The Senate moved Thursday to restore $125 million of Sept. 11 aid to help injured workers — money New York lawmakers had fought furiously to save from a federal budget-cutting ax.

Sen. Hillary Rodham Clinton (search) announced the deal on the Senate floor, offering an amendment with Sen. Charles Schumer (search) to restore the $125 million in unspent workers compensation money.

"This is a righting of an inadvertent wrong," said Clinton, D-N.Y. "We have a number of our colleagues who understand completely the need for these funds to be reinstated."

White House budget officials and House leaders had sought to take back the unspent money under a budget proposed earlier this year, arguing that New York had not spent it in years and apparently had no plans to spend it.

That prompted immediate complaints from New York officials that thousands of ground zero workers are still suffering lingering physical and mental health problems from their time working on the toxic debris pile, and more health problems may develop over time.

The unspent $125 million was part of a $20 billion aid package Congress gave to New York following the 2001 terrorist attacks.

Schumer said the restoration of the money erased "the only mark where there has been a waiver in the commitment made to New York."

The restoration of the workers' funding must still clear one final step: negotiations between budget leaders in the Senate and the House, who will forge a compromise bill between versions of the larger spending bill.

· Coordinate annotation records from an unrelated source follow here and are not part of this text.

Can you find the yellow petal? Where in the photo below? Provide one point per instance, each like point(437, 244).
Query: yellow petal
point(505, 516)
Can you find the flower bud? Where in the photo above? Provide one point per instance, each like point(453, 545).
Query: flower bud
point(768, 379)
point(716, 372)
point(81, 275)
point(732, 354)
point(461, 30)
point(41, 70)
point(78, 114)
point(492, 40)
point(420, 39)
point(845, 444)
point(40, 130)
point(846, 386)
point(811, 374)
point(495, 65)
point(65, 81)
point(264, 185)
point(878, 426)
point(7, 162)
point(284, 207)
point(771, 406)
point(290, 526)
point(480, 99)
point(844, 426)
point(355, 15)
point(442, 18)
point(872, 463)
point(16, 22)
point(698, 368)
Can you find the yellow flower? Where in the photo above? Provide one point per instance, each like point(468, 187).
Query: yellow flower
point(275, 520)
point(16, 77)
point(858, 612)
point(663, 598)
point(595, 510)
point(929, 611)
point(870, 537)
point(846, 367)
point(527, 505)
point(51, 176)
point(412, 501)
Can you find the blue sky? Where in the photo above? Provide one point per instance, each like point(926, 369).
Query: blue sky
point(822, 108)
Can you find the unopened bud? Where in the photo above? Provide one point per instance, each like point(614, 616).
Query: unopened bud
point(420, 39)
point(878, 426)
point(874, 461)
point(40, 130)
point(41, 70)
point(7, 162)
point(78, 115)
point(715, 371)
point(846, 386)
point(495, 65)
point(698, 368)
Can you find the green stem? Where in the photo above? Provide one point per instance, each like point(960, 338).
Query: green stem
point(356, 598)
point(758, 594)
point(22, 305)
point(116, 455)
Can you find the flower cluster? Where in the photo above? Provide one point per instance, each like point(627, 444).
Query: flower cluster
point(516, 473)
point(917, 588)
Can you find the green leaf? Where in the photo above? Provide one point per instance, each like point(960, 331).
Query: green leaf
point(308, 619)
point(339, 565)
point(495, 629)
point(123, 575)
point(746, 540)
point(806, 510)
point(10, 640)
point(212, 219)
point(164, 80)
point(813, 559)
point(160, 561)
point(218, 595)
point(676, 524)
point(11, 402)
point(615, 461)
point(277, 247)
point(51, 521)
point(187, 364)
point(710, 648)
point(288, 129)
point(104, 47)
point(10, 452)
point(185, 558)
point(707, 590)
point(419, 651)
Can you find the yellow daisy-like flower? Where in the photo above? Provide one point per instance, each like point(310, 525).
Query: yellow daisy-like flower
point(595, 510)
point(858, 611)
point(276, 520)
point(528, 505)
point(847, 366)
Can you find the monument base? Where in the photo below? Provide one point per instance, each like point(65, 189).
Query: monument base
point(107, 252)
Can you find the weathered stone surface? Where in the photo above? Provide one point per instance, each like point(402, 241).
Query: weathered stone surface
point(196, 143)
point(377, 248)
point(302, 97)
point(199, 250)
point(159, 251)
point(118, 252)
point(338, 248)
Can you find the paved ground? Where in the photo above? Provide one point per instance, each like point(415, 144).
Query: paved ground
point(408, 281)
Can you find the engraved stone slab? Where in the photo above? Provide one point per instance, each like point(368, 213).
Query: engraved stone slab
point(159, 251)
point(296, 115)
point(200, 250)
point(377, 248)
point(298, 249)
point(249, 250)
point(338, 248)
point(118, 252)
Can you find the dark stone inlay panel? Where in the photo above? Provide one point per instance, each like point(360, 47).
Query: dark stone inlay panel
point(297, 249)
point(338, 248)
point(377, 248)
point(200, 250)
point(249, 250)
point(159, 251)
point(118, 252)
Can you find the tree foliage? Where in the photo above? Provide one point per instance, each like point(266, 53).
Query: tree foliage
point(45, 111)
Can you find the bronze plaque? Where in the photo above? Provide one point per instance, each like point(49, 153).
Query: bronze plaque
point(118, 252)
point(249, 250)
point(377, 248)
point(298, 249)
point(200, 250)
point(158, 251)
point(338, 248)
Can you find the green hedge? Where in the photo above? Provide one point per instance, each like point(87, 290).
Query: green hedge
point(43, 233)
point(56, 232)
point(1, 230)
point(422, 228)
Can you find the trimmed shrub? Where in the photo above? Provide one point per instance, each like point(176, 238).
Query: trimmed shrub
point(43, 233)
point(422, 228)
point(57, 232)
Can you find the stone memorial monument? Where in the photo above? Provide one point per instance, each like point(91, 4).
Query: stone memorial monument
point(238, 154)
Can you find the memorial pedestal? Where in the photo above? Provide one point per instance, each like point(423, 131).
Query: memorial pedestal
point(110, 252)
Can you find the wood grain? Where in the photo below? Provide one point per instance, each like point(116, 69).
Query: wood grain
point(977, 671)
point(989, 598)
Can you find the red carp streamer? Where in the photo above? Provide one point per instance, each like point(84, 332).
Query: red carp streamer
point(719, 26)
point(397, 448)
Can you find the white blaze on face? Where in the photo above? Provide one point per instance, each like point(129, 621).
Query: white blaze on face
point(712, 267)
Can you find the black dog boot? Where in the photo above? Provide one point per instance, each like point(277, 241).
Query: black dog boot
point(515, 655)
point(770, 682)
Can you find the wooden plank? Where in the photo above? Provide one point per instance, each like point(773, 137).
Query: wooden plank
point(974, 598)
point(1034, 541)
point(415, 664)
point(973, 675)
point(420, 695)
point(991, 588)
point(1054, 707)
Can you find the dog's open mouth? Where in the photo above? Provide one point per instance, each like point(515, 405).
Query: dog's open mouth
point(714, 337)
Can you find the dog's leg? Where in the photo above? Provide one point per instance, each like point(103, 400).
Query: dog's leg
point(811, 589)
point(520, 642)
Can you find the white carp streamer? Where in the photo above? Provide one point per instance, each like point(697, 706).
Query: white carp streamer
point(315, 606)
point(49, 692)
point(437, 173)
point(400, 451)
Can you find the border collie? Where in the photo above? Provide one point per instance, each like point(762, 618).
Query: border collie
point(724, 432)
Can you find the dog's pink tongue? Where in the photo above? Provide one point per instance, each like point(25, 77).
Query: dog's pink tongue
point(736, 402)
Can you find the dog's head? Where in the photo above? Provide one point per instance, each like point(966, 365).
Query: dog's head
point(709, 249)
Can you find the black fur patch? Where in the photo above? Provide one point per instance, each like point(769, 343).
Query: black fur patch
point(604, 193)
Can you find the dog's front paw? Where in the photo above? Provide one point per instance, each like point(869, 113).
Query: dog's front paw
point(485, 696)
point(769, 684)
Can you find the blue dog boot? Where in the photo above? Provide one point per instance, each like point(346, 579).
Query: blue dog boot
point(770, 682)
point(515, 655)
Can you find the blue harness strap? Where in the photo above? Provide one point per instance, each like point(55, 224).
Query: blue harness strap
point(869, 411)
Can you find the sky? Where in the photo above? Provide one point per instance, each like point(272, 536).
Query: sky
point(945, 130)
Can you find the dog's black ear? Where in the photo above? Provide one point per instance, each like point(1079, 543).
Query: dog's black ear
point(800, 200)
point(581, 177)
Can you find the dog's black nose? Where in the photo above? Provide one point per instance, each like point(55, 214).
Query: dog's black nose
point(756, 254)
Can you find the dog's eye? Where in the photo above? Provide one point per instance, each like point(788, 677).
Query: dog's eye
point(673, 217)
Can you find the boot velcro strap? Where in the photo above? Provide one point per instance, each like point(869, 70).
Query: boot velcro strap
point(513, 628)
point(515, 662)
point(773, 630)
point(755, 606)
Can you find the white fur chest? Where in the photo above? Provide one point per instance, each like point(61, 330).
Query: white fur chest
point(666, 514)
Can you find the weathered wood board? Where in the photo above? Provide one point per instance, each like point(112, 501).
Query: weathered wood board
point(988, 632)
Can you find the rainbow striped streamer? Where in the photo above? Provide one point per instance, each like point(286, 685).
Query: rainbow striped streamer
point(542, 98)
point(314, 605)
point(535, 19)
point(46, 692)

But proponents consider its chances to be good. Rep. Vito Fossella, R-N.Y., crafted a compromise in June that left open the possibility for the Senate to restore the money.

Congress originally gave $175 million to New York state for the expected costs of settling workers compensation claims for those killed or injured at ground zero.

Of that sum, $125 million was earmarked to help pay administrative costs of handling claims from construction and recovery workers.

New York lawmakers argued many ground zero workers may not develop symptoms for years, and the state will eventually need that money.